Jack prit son propre téléphone, hésita, puis composa un numéro. Deux sonneries. Une voix ensommeillée :
— Turner ? Tu sais quelle heure il est ?
— Henri. J'ai besoin que tu vérifies quelque chose sur la voiture avant les qualifications. Un élément précis.
— Je n'ai pas le regard sur les pièces, tu le sais. Les gars de suspension sont sous contrat Trebia.
— Ils sont sous contrat Aethel, corrigea Jack. Trebia n'est qu'une coquille.
Le silence d'Henri à l'autre bout de la ligne dura trois secondes.
— Qu'est-ce que tu es en train de me dire ?
— Je suis en train de te dire que si tu retrouves la moindre trace d'anomalie sur un élément de direction ou de suspension, tu me préviens avant la qualification. Pas après. Et tu n'en parles à personne.
Nouveau silence. Puis, d'une voix plus basse :
— Tu joues un jeu très dangereux, Jack.
— Je le sais. Je te demande juste de m'aider à le gagner.
Il raccrocha. Sophie avait remis le USB dans sa poche, contre elle, plaqué par sa ceinture.
— Je garde ça sur moi, dit-elle.

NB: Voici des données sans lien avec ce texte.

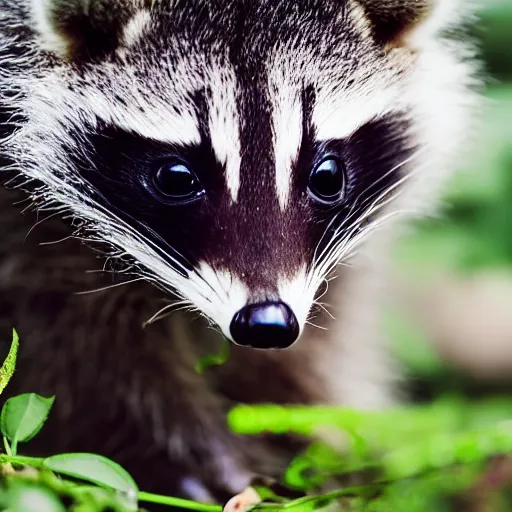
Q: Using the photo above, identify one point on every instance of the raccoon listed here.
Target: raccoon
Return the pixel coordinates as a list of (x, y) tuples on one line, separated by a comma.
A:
[(196, 171)]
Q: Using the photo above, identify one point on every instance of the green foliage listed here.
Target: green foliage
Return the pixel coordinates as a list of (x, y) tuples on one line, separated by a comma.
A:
[(8, 366), (412, 459), (23, 417), (92, 468)]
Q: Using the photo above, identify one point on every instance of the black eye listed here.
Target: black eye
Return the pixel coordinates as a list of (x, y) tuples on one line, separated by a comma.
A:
[(327, 181), (177, 183)]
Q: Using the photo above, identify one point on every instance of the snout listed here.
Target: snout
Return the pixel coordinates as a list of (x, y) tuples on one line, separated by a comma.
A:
[(265, 325)]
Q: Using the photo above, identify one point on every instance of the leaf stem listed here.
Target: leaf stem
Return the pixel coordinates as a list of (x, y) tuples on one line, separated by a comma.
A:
[(35, 462), (178, 502)]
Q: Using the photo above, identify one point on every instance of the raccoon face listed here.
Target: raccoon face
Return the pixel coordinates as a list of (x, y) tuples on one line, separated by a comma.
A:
[(238, 151)]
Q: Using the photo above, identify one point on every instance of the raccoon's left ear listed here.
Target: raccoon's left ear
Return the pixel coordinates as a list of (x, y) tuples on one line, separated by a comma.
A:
[(409, 22), (83, 29)]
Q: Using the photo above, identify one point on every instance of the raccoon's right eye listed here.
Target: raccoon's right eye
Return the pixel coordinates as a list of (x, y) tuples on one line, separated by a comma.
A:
[(327, 181), (175, 182)]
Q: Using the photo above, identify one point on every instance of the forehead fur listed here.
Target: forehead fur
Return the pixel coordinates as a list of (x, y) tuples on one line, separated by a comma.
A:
[(256, 87)]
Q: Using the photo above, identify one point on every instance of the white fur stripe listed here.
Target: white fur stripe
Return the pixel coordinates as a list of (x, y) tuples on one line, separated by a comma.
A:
[(287, 119), (224, 125)]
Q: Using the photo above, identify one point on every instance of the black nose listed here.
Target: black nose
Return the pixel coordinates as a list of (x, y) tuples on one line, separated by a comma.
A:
[(268, 325)]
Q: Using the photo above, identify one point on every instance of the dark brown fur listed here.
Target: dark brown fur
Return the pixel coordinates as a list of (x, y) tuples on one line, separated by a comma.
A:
[(124, 390)]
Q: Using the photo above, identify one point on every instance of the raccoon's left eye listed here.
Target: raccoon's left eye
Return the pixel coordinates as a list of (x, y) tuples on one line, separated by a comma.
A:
[(327, 181), (175, 182)]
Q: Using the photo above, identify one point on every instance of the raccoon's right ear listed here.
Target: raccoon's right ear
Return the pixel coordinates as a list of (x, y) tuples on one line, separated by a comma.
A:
[(409, 22), (82, 29)]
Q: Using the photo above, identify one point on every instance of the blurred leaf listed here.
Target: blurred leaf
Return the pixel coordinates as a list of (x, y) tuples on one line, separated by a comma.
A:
[(214, 359)]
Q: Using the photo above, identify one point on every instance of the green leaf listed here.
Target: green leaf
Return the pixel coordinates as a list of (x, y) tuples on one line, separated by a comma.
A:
[(7, 369), (214, 359), (23, 416), (93, 468), (25, 496)]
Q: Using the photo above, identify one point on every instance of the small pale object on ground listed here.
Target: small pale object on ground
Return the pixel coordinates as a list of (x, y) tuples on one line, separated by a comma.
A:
[(243, 501)]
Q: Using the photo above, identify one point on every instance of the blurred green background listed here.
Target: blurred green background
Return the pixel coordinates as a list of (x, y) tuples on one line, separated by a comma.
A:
[(453, 317)]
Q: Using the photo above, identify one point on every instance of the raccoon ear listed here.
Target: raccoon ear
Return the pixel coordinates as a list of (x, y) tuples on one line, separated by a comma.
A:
[(407, 22), (82, 29)]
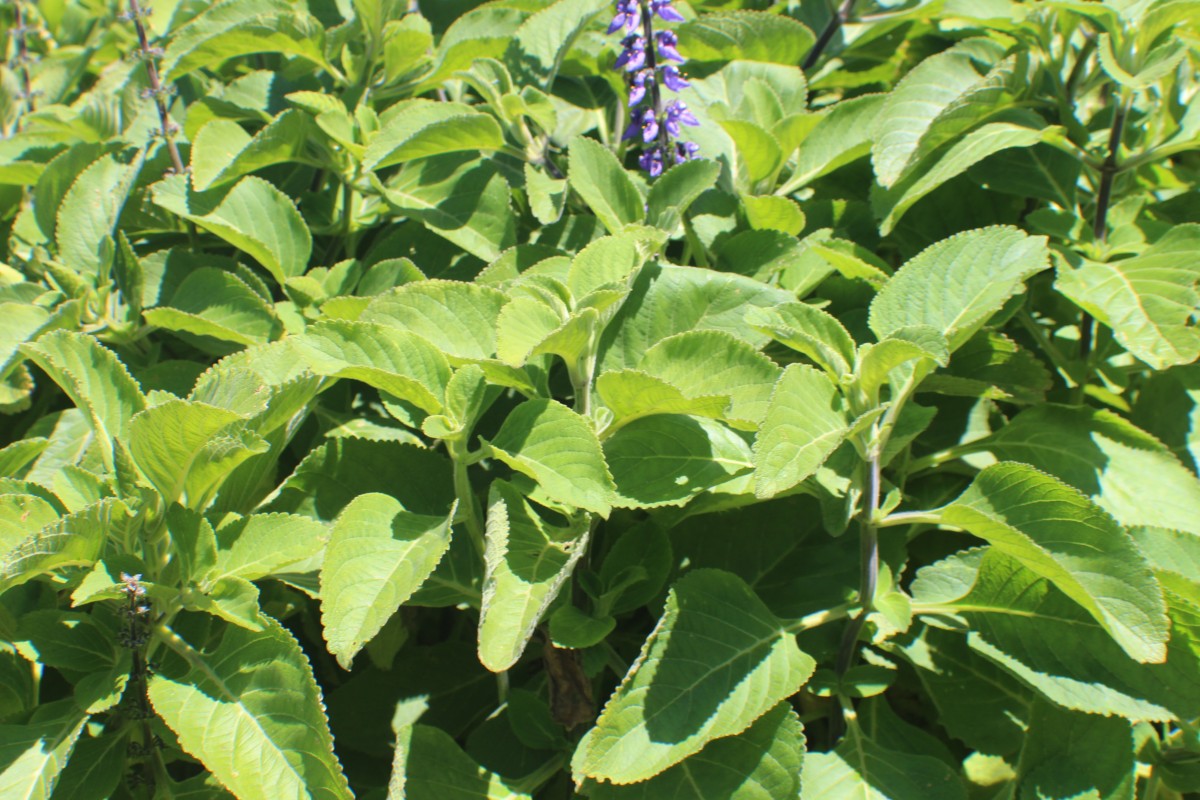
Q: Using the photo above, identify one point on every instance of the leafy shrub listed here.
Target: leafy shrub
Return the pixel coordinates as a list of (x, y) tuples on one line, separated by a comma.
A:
[(379, 420)]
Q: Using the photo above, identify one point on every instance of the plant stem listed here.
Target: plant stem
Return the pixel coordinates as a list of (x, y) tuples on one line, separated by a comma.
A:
[(827, 35), (1103, 199), (156, 89)]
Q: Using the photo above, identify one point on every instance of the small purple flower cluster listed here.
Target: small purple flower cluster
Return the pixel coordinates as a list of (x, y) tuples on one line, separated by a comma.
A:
[(648, 68)]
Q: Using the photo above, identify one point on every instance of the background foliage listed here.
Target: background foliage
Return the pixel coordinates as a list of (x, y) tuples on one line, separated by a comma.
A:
[(373, 427)]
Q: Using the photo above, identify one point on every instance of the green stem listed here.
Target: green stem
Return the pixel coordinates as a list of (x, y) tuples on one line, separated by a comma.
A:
[(468, 504)]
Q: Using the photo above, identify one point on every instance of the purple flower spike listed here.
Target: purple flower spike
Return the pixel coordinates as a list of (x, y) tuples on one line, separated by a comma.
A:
[(629, 16), (685, 151), (649, 126), (666, 11), (677, 112), (672, 79), (637, 88), (652, 161), (666, 41), (633, 58)]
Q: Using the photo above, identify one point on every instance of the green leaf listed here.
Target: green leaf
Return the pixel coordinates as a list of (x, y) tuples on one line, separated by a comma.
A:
[(597, 176), (943, 164), (669, 300), (33, 756), (557, 447), (546, 36), (527, 564), (547, 196), (1060, 535), (1149, 300), (745, 35), (186, 449), (957, 284), (804, 423), (250, 710), (1024, 624), (669, 458), (216, 304), (395, 361), (253, 216), (95, 380), (223, 151), (863, 769), (808, 330), (717, 661), (844, 134), (378, 555), (264, 545), (235, 28), (459, 318), (88, 215), (630, 394), (1122, 469), (1072, 755), (705, 364), (75, 540), (931, 88), (676, 190), (761, 762), (419, 128), (462, 199), (430, 765)]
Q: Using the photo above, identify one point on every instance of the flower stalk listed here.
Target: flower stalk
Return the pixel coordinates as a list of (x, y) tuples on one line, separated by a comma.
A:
[(651, 61), (157, 91)]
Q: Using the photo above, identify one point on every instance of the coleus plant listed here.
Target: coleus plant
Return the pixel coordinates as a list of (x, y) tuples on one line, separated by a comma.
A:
[(396, 405)]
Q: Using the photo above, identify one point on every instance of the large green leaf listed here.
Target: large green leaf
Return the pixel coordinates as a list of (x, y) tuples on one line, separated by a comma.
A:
[(459, 318), (669, 300), (186, 449), (557, 447), (941, 166), (1024, 624), (250, 710), (745, 35), (262, 545), (669, 458), (463, 199), (223, 151), (378, 555), (399, 362), (1150, 300), (234, 28), (95, 380), (597, 176), (957, 284), (33, 756), (75, 540), (761, 763), (430, 765), (804, 423), (89, 212), (1060, 535), (216, 304), (1071, 755), (527, 563), (865, 770), (419, 128), (1122, 469), (717, 661), (253, 216), (714, 362)]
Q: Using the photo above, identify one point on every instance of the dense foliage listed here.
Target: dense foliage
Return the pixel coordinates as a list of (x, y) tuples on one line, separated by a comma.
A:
[(641, 400)]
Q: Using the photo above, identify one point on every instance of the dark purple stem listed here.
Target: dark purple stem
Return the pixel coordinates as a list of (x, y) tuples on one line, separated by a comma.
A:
[(827, 35), (149, 55)]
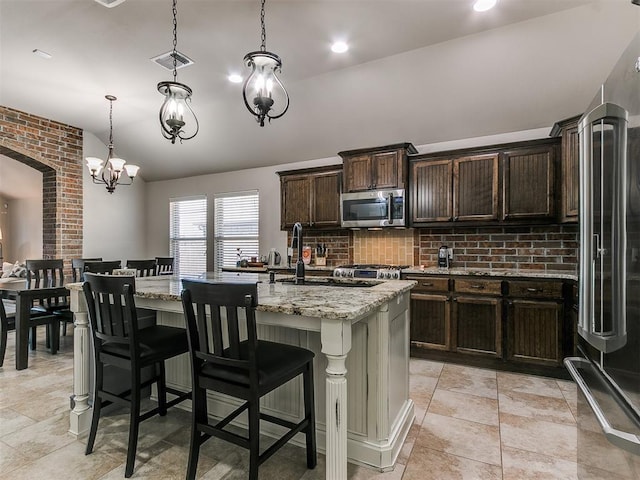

En cas de problème, je le détruis avant qu'on me le prenne.
— Ne prends pas de risques, rétorqua Jack. Si tu te sens suivie, tu ne viens pas au circuit. Tu vas voir André, tu lui racontes tout, et tu laisses la preuve partir en Suisse.
— Et toi ?
Jack s'approcha de la fenêtre, regarda la baie de Monaco scintiller dans la lumière du matin.
— Moi, je vais faire la seule chose que je sais faire. Conduire vite. Assez vite pour qu'ils ne puissent pas contrôler le moment de l'accident — s'il y en a un.
Il se tourna vers elle, un sourire sans joie au coin des lèvres.
— Une dernière chose. Ce message disant « il ne doit pas finir dans le décor ». Ça veut dire qu'ils ont prévu un plan B pour moi s'ils échouent en course. Garde les yeux ouverts autour du circuit. Quelqu'un me surveille peut-être déjà.
Sophie hocha la tête. Elle avait la pâleur d'une nuit sans sommeil, mais ses yeux étaient clairs comme une lame.
— Je serai là. Dans le stand, comme spectatrice. Près de la barrière au virage six. Si quelque chose cloche, tu me verras lever les bras.
— Et si je te vois lever les bras, je saurai que c'est déjà trop tard.
Elle ne répondit pas. Jack attrapa sa veste de course sur le fauteuil et se dirigea vers la porte. Il s'arrêta sur le seuil, sans se retourner.
— Sophie. Quoi qu'il arrive, cette preuve doit faire tomber Philippe. Pas juste sauver ma peau. Il faut que Luca ait justice.
— Il l'aura, Jack. Tu la lui donneras.
Il sortit dans le couloir, les pas étouffés par la moquette épaisse. Le silence de l'hôtel était celui d'un piège qui attend.